On 9 August 2012, the annual conference commemorating the International Day of the World’s Indigenous Peoples was held in the ECOSOC chamber at the United Nations. This year’s conference was focused specifically on new media efforts. Representatives from indigenous groups discussed projects they had created to disseminate information, while UN officials offered brief comments on those projects.

Unfortunately, at times, it seemed as though the event was something of a formality from the UN perspective. The Secretary General’s very short opening comments, which received respectful applause, appreciated all the progress that indigenous communities have achieved thus far using new media. It did not contain specific recommendations moving forward or comment extensively on the international community’s role in addressing the needs of indigenous people.

The many achievements that the Secretary General alluded to were elaborated on throughout the day. Speakers included founders of internet news coalitions, Native American TV stations, video productions about local initiatives, a hip hop artist, and many radio stations from all over the world. A full list of speakers can be found here.

Still, along with celebrating progress, and showing many video clips to exemplify that progress, the indigenous speakers had some major criticisms of UN policy. This disapproval rose to the surface in the question and answer period. Many called for more international funding and support for the new media projects that were being celebrated. Other questioners criticized the UN Declaration on the Rights of Indigenous People for “having no teeth,” for implicitly claiming that indigenous people had lost their sovereignty, and for not acknowledging that it lacked a mechanism by which indigenous communities could regain political control. Finally, one questioner from West Papua asked the UN why it had taken no notice of the massive human rights violations in his reg.

Ultimately, the International Day of the World’s Indigenous Peoples was a successful afternoon. It’s likely that the most important result of the session will be the networking opportunities it created. After almost every question, a panelist or fellow attendee would note that they should connect to the speaker after the event. In fact, the introductions and mingling began even before the session ended during the closing remarks. In a room where strangers rarely chat, this level of communication was a sight to see.

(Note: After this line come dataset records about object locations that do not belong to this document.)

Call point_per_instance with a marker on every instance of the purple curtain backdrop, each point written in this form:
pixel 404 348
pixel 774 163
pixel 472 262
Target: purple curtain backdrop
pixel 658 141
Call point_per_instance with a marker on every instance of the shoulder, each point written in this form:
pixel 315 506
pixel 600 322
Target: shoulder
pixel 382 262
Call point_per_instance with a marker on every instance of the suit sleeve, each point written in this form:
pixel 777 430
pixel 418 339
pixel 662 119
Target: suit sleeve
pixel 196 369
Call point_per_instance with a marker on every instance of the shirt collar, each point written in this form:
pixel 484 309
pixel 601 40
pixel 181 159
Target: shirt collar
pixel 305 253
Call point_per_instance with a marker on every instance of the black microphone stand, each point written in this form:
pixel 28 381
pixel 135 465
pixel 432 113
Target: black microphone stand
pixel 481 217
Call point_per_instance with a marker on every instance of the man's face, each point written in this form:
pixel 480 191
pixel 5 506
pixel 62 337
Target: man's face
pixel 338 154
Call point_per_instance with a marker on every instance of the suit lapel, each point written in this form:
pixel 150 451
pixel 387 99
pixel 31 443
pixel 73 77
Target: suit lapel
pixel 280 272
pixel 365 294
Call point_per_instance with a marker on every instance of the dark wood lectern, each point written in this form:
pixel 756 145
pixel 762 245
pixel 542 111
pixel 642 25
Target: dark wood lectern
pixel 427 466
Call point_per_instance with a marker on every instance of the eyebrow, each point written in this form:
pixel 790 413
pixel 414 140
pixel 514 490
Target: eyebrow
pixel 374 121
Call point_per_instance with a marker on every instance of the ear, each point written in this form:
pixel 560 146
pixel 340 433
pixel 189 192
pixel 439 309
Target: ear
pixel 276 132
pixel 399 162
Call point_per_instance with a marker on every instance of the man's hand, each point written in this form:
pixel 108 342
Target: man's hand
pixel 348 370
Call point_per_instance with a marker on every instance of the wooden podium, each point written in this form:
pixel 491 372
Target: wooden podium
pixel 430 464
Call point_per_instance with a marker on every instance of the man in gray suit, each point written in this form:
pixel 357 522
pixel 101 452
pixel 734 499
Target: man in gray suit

In his opening statement, Grand Chief Edward John (Chairperson of the UN Permanent Forum on Indigenous Issues) was clear that in discussing new media, communication, stories, and languages were all at stake. One indigenous language, he told the attendants, dies every week. He highlighted the important role that the media can play in telling stories. Everyone was in agreement that mainstream media sources in their respective countries had failed to communicate properly due to corruption and negligence. Through alternate new media forms, indigenous people all around the world have ironically made productive steps balancing immensely varying pasts. It’s a step in the right direction for indigenous communication that the UN is very right to celebrate. One can only hope that UN officials listened to everything that was communicated in the ECOSOC chamber.